DINHEIRO ? Qual é a sua opinião sobre as denúncias de que o MST cobra pedágio dos assentados?
HAFERS ?
O MST é um movimento político sem interesse na solução, vive do problema. Tanto assim que eles são contra iniciativas muito boas como o Banco da Terra. Por quê? Porque eles vão perder o controle do assentado. Quando o lavrador se emancipar como proprietário, ele vai preferir ser sócio da Sociedade Rural Brasileira do que do MST. O Movimento tem uma visão econômica socialista e totalitária, que é absolutamente anacrônica. As suas próprias bases vão renegá-la, como estão renegando. Eles, no mais espúrio estilo, cobram comissão dos assentados. Depois desses últimos três, quatro anos, não há mais dúvidas de que o MST está caindo na real de que não é tão bonzinho quanto parecia.

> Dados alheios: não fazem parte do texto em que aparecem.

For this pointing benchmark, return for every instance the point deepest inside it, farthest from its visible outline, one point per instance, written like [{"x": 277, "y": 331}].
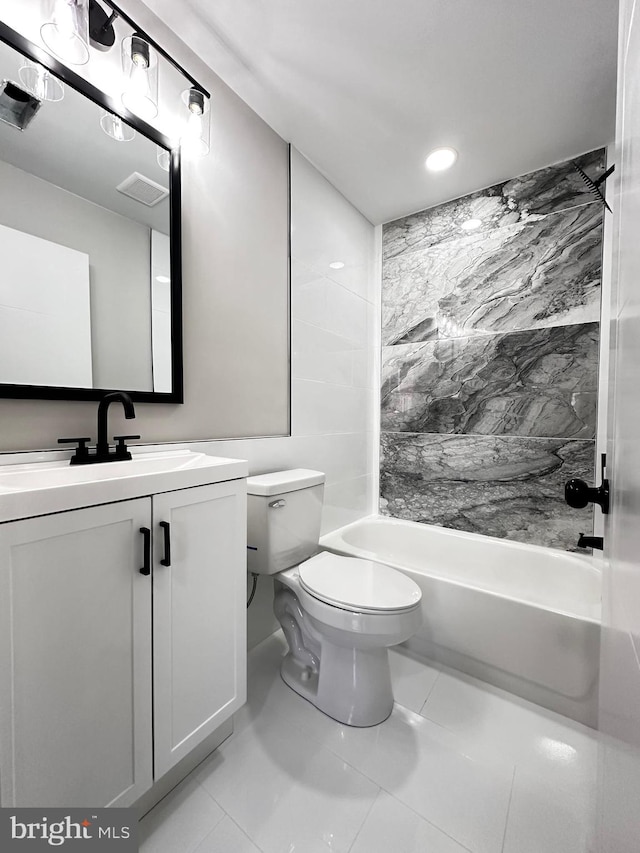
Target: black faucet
[
  {"x": 591, "y": 542},
  {"x": 103, "y": 452}
]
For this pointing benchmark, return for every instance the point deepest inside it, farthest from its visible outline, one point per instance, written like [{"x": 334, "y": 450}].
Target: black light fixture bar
[{"x": 157, "y": 47}]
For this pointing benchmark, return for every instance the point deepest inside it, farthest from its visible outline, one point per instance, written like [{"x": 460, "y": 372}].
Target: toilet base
[{"x": 353, "y": 686}]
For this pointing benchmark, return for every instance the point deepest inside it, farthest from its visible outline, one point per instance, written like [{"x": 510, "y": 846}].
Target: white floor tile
[
  {"x": 226, "y": 838},
  {"x": 412, "y": 678},
  {"x": 392, "y": 826},
  {"x": 540, "y": 821},
  {"x": 180, "y": 821},
  {"x": 287, "y": 792},
  {"x": 537, "y": 740},
  {"x": 294, "y": 781},
  {"x": 424, "y": 766}
]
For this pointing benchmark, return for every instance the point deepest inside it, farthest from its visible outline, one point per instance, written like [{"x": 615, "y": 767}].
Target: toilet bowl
[{"x": 339, "y": 614}]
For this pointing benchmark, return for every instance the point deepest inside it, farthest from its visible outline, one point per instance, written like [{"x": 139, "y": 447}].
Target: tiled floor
[{"x": 459, "y": 766}]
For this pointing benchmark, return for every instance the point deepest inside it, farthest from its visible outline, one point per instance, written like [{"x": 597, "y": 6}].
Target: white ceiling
[{"x": 366, "y": 88}]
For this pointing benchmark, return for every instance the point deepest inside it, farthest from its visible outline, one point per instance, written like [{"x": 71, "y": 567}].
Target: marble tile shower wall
[{"x": 490, "y": 357}]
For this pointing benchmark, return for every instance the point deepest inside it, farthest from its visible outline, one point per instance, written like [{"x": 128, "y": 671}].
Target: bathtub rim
[{"x": 590, "y": 562}]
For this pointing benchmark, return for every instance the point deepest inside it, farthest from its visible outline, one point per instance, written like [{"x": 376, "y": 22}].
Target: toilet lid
[{"x": 356, "y": 584}]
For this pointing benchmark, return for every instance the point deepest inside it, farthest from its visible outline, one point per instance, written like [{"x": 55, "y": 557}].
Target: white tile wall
[
  {"x": 619, "y": 771},
  {"x": 334, "y": 362}
]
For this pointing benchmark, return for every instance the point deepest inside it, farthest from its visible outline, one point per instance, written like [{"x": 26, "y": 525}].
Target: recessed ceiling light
[{"x": 441, "y": 159}]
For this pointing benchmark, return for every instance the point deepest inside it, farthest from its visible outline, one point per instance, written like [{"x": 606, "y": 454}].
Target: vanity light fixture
[
  {"x": 471, "y": 224},
  {"x": 115, "y": 127},
  {"x": 194, "y": 141},
  {"x": 66, "y": 30},
  {"x": 40, "y": 82},
  {"x": 72, "y": 26},
  {"x": 140, "y": 67},
  {"x": 440, "y": 159}
]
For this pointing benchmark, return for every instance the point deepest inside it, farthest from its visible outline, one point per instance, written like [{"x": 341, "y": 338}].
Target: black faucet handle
[
  {"x": 121, "y": 447},
  {"x": 82, "y": 452},
  {"x": 80, "y": 441}
]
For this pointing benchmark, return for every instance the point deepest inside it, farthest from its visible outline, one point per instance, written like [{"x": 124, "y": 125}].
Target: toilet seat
[{"x": 358, "y": 585}]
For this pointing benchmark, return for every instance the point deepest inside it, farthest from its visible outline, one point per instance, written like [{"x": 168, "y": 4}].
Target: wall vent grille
[{"x": 142, "y": 189}]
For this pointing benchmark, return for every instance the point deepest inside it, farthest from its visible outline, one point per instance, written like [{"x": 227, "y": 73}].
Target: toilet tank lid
[{"x": 279, "y": 482}]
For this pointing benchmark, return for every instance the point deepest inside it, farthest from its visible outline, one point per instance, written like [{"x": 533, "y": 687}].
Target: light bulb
[
  {"x": 195, "y": 136},
  {"x": 64, "y": 19},
  {"x": 66, "y": 33},
  {"x": 140, "y": 95},
  {"x": 39, "y": 82},
  {"x": 114, "y": 127},
  {"x": 441, "y": 159}
]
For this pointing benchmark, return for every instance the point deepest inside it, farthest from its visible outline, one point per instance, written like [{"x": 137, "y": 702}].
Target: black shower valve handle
[{"x": 578, "y": 494}]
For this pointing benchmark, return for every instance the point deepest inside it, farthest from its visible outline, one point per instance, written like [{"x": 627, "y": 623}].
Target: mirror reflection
[{"x": 85, "y": 290}]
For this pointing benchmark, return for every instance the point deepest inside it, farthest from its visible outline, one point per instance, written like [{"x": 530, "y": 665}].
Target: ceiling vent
[
  {"x": 17, "y": 107},
  {"x": 142, "y": 189}
]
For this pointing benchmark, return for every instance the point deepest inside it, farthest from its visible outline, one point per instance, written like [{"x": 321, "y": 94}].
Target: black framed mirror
[{"x": 90, "y": 239}]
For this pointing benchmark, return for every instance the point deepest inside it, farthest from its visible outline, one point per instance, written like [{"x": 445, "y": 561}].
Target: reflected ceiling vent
[
  {"x": 142, "y": 189},
  {"x": 17, "y": 107}
]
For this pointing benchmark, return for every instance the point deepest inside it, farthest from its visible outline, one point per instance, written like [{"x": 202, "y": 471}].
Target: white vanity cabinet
[{"x": 108, "y": 676}]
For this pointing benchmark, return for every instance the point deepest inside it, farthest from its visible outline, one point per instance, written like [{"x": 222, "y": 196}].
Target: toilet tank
[{"x": 284, "y": 510}]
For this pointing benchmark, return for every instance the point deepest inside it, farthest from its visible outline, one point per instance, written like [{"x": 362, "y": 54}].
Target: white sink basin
[{"x": 43, "y": 487}]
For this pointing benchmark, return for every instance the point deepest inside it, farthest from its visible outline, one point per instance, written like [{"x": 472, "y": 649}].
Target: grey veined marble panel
[
  {"x": 528, "y": 275},
  {"x": 511, "y": 488},
  {"x": 549, "y": 190},
  {"x": 541, "y": 382}
]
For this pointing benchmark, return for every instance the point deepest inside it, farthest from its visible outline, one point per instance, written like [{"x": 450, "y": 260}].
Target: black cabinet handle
[
  {"x": 146, "y": 551},
  {"x": 167, "y": 543}
]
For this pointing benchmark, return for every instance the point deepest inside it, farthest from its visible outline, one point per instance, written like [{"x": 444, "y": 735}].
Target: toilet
[{"x": 339, "y": 614}]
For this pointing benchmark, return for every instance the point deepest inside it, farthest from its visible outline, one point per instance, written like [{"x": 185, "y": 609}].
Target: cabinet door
[
  {"x": 199, "y": 615},
  {"x": 75, "y": 659}
]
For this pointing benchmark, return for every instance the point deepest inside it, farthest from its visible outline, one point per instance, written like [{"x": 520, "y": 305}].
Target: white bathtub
[{"x": 521, "y": 617}]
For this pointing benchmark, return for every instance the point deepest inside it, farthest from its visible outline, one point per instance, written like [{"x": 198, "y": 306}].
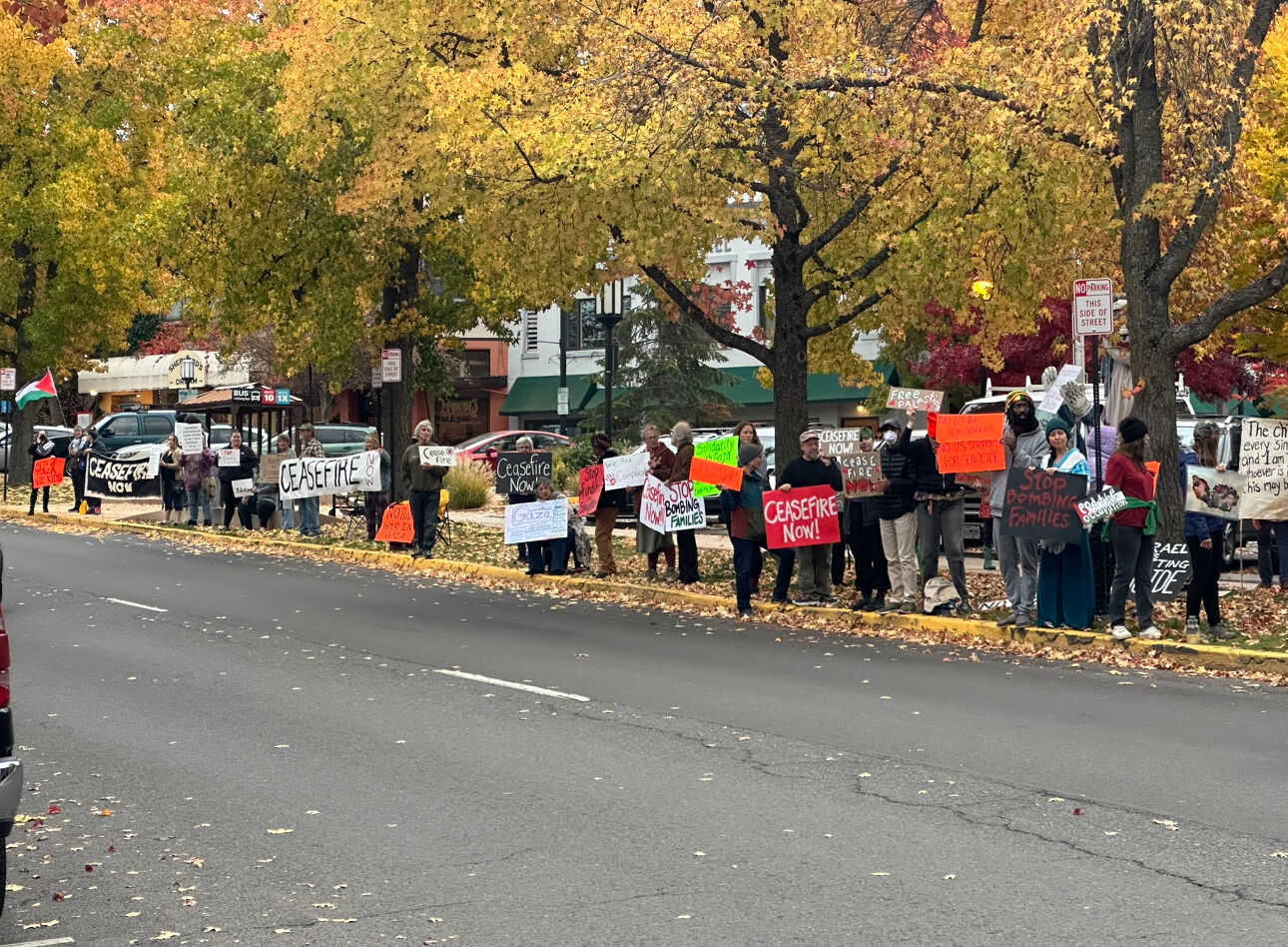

DINHEIRO ? O sr. já visitou algum assentamento?
HAFERS ?
Sim. Vi pessoas em barracas de lona, o que é uma pobreza inaceitável. Sou a favor da agricultura familiar, porque ela é socialmente eficiente. Há quem seja contra, dizendo que ela é menos eficiente. É verdade, mas o que importa numa situação como essa é que ela tenha a sua função social. Uma família num sítio bem arrumado custa menos para a nação do que se o Estado tivesse de investir para melhorar a sua qualificação para um outro tipo de atividade. Não vejo outra solução para a massa de pobreza do País.

DINHEIRO ? Então o sr. é contra as desapropriações?
HAFERS ?
Eu sou contra se criar caso na desapropriação. Eu acho que eles estão mais interessados em infernizar o fazendeiro do que ajudar o pobre. O governo já tem 8 milhões de hectares de domínio da União, que é quase a área equivalente a Portugal. Seria irônico, se não fosse trágico, a gente brigar por terra. O que existe é um ressentimento contra o fazendeiro. A verdade é que a cesta básica é feita por nós, os saldos da balança de pagamento são feitos por nós, o maior número de empregos é gerado por nós, os mais altos índices de produtividade também.